Postmortem of today’s 8min indexing downtime

Today (Jan 29) at 9:30pm UTC, our service experienced an 8 minute partial outage during which we have rejected many write operations sent to the indexing API (exactly 2841 calls). We call it “partial” as all search queries have been honored without any problem. For end-users, there was no visible problem.

Transparency is in our DNA: this outage is visible on our status page (status.algolia.com) but we also wanted to share with you all the details of the outage and more importantly the details of our response.

The alert

This morning I fixed a rare bug in indexing complex hierarchical objects. This fix successfully passed all the tests after development. We have 6000+ unit tests and asserts, and 200+ non regression tests.

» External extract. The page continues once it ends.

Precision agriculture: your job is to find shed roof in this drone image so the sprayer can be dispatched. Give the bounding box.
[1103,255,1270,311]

So I felt confident when I entered the deploy password in our automatic deployment script.

A few seconds after, I started to receive a lot of text messages on my cellphone.

We developed several embedded probes to detect all kinds of problems and alert us using Twilio and Hipchat APIs. They detect for example:

• a process that restart
• an unusually long query
• a write failure
• a low memory warning
• a low disk-free warning
• etc.

In case embedded probes can’t run, other external probes run once a minute from an independent datacenter (Google App Engine). These also automatically update our status page when a problem impacts the quality of service.

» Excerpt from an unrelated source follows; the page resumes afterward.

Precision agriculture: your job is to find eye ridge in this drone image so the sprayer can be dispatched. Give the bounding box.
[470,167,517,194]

Our indexing processes were crash looping. I immediately decided to rollback to the previous version.

The rollback

Until today, our standard rollback process was to revert the commit, launch the recompile and finally deploy. This is long, very long when your know that you have an outage in production. The rollback took about 5 minutes in total out of the 8 minutes.

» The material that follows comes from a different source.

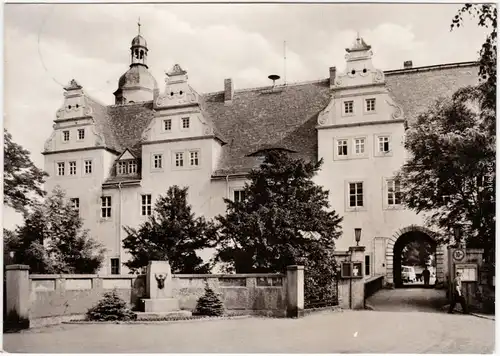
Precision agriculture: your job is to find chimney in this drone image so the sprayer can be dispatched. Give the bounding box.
[224,78,234,104]
[330,67,337,88]
[403,61,413,69]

How we will avoid this situation in the future

Even if the outage was on a relatively small period of time, we still believe it was too long. To make sure this will not happen again:

• We have added a very fast rollback process in the way of a simple press button like the one we use to deploy. An automatic deploy is nice, but an automatic rollback is actually more critical when needed!
• Starting now, we will deploy new versions of the service on clusters hosting community projects such as Hacker News Search or Twitter handle search, before pushing the update on clusters hosting paying customers. Having real traffic is key to detect some types of errors. Unit-tests & non-regression tests cannot catch everything.
• And of course we added non-regression tests for this specific error.

Conclusion

Having all these probes in our infrastructure was key to detect today’s problem and react quickly. In real conditions, it proved not to be enough. In a few hours we have implemented a much better way to handle this kind of situation. The quality of our service is our top priority. Thank you for your support!